Bitcoin's hyperactive price movements prevent it from becoming a popular
medium of exchange. Merchants are too afraid to accept bitcoins. If they do,
they could experience large losses. Consumers who hold bitcoins are loath to
spend them. Many of these hodlers are trying to change their financial
lives by getting exposure to the very same roller-coaster ride that merchants
are trying to avoid. If they use their bitcoin to buy stuff, they risk losing
out on the opportunity for life-changing returns.
Why is bitcoin's high volatility intrinsic to its nature? Bitcoin is a rare
example of a pure Keynesian beauty contest. Players in a beauty
contest gamble on what John Maynard Keynes described as what "average
opinion expects the average opinion to be." No matter how big the game
gets, the best collective guess—bitcoin's current market price—will always by
hyper-volatile.
By contrast, other assets like stocks, gold, commodities, and banknotes have
a fundamental value that helps to anchor price. This ensures that their
prices can't travel very far as time passes.
But the standard deviation is falling!
In response to the claim I've just made, people have given me a version of
the following: as bitcoin gets bigger and more popular, its volatility will
inevitably fall. This eventual stabilization is one of the assumptions at the
core of Vijay Boyapati's bubble
theory of bitcoin.
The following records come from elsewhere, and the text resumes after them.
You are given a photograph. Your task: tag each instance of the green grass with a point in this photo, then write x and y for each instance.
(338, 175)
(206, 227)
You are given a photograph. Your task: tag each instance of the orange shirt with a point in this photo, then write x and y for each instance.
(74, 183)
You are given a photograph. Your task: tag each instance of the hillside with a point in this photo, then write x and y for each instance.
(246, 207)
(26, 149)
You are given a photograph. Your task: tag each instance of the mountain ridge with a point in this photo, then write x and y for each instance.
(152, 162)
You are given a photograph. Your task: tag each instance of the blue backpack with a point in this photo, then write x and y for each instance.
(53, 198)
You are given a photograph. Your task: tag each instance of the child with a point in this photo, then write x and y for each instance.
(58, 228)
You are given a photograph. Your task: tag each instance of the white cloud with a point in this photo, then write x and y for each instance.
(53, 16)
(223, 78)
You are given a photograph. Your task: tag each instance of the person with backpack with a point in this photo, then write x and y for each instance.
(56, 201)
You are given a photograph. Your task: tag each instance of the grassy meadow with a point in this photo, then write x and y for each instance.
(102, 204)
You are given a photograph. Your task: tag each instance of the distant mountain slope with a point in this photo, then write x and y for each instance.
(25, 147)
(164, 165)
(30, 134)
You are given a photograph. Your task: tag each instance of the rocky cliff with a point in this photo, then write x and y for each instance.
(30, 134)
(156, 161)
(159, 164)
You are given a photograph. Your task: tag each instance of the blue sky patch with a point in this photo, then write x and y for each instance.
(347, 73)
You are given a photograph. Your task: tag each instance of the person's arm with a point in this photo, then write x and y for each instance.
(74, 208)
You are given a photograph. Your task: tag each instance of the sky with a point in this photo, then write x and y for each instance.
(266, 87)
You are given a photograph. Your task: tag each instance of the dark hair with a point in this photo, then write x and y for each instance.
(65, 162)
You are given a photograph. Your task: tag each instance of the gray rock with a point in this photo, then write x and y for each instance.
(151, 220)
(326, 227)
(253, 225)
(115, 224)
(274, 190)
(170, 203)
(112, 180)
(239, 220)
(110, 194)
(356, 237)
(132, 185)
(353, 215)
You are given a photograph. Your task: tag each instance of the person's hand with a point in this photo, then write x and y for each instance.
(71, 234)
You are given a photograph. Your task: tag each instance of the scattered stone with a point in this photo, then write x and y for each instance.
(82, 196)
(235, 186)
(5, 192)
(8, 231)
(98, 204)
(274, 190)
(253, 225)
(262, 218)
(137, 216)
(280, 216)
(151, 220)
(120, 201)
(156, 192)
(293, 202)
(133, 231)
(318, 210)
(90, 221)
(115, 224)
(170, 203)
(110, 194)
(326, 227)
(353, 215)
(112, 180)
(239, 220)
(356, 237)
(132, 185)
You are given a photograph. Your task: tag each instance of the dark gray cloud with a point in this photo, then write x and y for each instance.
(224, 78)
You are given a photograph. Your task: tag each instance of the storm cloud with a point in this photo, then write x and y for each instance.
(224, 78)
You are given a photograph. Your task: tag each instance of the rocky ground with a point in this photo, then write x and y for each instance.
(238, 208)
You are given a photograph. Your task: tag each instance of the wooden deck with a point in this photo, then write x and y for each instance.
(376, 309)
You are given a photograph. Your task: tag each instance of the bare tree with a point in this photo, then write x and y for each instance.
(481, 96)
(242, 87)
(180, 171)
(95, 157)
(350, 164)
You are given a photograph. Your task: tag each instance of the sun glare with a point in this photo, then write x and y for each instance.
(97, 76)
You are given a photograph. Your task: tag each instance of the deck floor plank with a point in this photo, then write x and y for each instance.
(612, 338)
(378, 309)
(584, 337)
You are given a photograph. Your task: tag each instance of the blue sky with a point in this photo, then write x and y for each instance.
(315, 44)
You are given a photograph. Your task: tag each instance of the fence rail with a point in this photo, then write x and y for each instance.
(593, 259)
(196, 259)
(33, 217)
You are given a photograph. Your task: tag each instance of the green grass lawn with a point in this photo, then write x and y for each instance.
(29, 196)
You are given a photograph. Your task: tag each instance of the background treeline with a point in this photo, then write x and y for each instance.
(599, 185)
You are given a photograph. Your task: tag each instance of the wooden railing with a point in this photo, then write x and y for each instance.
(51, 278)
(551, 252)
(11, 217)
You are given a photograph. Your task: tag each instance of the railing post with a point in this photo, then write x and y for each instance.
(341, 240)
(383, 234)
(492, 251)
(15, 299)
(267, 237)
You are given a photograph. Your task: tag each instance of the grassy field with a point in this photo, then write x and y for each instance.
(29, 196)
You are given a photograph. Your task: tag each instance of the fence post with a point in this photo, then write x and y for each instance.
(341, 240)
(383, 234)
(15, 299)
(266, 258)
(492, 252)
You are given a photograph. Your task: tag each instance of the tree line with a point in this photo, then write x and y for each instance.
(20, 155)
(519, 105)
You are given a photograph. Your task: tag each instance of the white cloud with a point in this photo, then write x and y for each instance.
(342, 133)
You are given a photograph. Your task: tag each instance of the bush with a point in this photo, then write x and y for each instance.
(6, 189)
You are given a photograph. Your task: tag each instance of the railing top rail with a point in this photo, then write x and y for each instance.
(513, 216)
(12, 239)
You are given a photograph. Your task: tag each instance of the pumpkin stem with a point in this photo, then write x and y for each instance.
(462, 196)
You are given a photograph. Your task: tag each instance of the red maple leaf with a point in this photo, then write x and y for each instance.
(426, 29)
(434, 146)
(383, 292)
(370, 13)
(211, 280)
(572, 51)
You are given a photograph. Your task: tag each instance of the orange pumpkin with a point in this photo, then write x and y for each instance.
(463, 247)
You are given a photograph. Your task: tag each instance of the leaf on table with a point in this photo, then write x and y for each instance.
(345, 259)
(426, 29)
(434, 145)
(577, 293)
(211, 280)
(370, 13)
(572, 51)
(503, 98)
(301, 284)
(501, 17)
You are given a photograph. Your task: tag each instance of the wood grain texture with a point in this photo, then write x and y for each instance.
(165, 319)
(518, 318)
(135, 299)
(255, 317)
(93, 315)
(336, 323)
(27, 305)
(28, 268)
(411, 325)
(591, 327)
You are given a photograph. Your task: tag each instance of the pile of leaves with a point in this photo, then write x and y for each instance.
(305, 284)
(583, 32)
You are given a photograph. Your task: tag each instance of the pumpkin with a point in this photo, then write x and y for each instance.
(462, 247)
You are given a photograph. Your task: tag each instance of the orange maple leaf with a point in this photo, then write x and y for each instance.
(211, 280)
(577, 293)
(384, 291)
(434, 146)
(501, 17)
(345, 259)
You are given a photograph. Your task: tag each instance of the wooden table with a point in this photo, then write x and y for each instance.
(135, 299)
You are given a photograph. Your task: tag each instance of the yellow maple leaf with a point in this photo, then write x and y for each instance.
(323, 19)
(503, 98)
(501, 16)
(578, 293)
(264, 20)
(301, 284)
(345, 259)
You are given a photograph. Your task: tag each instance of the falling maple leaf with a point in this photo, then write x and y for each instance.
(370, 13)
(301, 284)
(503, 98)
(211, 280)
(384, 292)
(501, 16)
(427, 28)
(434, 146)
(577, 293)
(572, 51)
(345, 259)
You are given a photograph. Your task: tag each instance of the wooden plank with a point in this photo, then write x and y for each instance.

Bitcoin guru Andreas Antonopolous has also adopted this
viewpoint, noting that "volatility really is an expression of
size."
Manuel Polavieja provides evidence for this view by tweeting a chart of the
365-day standard deviation of bitcoin daily price changes.
— Manuel Polavieja (@ManuelPolavieja) June
9, 2019
The general slope of the curve in the chart seems to be declining, the
inevitable conclusion being that bitcoin's price isn't intrinsically
frenetic. As bitcoin has become more popular, its volatility has been
retreating.
Sure, but bitcoin's median absolute deviation isn't falling
Manuel has chosen to illustrate bitcoin's price dispersion with its standard
deviation. But the standard deviation of an asset's daily price change
isn't the only way to get a feel for its volatility. There are other measures
of dispersion that can flesh out the picture, particularly for
distributions that are characterized by extremely large outliers.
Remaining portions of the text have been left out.